L’un des suspects du procès, Suphi Alpfidan, a affirmé que plusieurs policiers de Gaziantep étaient au courant des attentats à la bombe et avait personnellement connu les meneurs de la cellule de l’Etat islamique de Gaziantep qui les avait exécutés.
Les policiers Tahir Sarıışık de la branche des renseignements et Bestami Duman de la section antiterroriste, qui avaient été nommés par Alpfidan, ont témoigné qu’ils ne connaissaient ni n’avaient parlé à aucun des suspects dans l’affaire.
La nouvelle série d’audiences sur le procès se tiendra du 12 au 13 juin.
Lors d’une récente conférence de presse, des membres du « Comité des avocats du 10 octobre » (avocats de la défense des victimes) ont affirmé que le personnel de sécurité était responsable des graves manquements. Les suspects de l’Etat islamique n’ont pas été jugés pour tentative de camouflage. Ils accusent la police de la ville d’Antep de ne pas avoir arrêté les suspects malgré les écoutes téléphoniques et les avoir «autorisés» à mener le massacre.
Le journal Duvar a rapporté le 9 juin que Yunus Durmaz, le principal suspect pour la planification de l’attaque d’Ankara était sur la liste de surveillance des forces de police à Gaziantep, y compris un mandat d’arrêt contre lui. Néanmoins, la police ne l’a pas arrêté.
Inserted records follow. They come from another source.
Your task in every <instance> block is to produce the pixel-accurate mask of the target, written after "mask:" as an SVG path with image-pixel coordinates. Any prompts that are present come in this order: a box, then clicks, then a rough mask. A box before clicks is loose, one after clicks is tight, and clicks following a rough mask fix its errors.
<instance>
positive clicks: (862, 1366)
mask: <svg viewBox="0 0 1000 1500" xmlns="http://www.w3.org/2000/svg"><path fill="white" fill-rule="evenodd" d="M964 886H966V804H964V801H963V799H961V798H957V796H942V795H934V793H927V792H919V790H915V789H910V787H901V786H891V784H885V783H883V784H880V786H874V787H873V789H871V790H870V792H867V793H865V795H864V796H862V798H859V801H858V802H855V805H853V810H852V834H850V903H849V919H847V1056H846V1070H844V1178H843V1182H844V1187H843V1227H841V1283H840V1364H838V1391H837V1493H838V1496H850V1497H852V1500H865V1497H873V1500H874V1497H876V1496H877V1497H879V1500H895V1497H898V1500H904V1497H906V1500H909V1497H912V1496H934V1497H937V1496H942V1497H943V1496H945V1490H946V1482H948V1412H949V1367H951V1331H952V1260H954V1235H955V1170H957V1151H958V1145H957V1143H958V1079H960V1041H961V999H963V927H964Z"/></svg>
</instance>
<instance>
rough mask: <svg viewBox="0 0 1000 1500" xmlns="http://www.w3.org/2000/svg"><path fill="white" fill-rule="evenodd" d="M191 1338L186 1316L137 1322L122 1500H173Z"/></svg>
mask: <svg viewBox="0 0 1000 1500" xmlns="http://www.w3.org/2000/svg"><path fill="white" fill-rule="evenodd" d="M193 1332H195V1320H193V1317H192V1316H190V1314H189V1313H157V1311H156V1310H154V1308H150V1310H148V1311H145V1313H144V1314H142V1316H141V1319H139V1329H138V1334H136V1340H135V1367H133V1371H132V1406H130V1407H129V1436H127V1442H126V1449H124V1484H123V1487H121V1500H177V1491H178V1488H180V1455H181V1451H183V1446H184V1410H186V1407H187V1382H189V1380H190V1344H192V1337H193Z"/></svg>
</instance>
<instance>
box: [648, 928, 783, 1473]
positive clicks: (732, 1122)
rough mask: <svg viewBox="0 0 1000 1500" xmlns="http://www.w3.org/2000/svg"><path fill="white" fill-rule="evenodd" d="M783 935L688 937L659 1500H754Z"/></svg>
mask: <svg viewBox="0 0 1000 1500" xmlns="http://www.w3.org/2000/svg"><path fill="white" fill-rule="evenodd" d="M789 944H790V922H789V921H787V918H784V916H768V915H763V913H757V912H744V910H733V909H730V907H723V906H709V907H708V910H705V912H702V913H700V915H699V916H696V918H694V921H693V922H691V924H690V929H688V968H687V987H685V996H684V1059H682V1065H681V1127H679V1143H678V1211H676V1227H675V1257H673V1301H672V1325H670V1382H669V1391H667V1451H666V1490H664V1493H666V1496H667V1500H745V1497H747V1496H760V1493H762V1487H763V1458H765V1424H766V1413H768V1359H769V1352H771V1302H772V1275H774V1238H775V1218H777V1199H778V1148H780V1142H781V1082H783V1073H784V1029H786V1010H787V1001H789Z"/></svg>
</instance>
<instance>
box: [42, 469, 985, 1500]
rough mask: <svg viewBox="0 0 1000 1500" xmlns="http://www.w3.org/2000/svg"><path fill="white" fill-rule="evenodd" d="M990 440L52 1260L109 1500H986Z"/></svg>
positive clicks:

Yunus Durmaz est connu comme un émir de l’EI à Gaziantep et a également été accusé d’avoir planifié les attentats de Suruç et d’Ankara. Selon le même article de Duvar, il y avait un mandat d’arrêt émis par un tribunal d’Istanbul contre Durmaz en novembre 2013 mais la police de Gaziantep ne l’a pas arrêté.
Il a été rapporté que Durmaz s’est fait exploser lors d’une descente de police à son domicile à Gaziantep, le 19 mai 2016.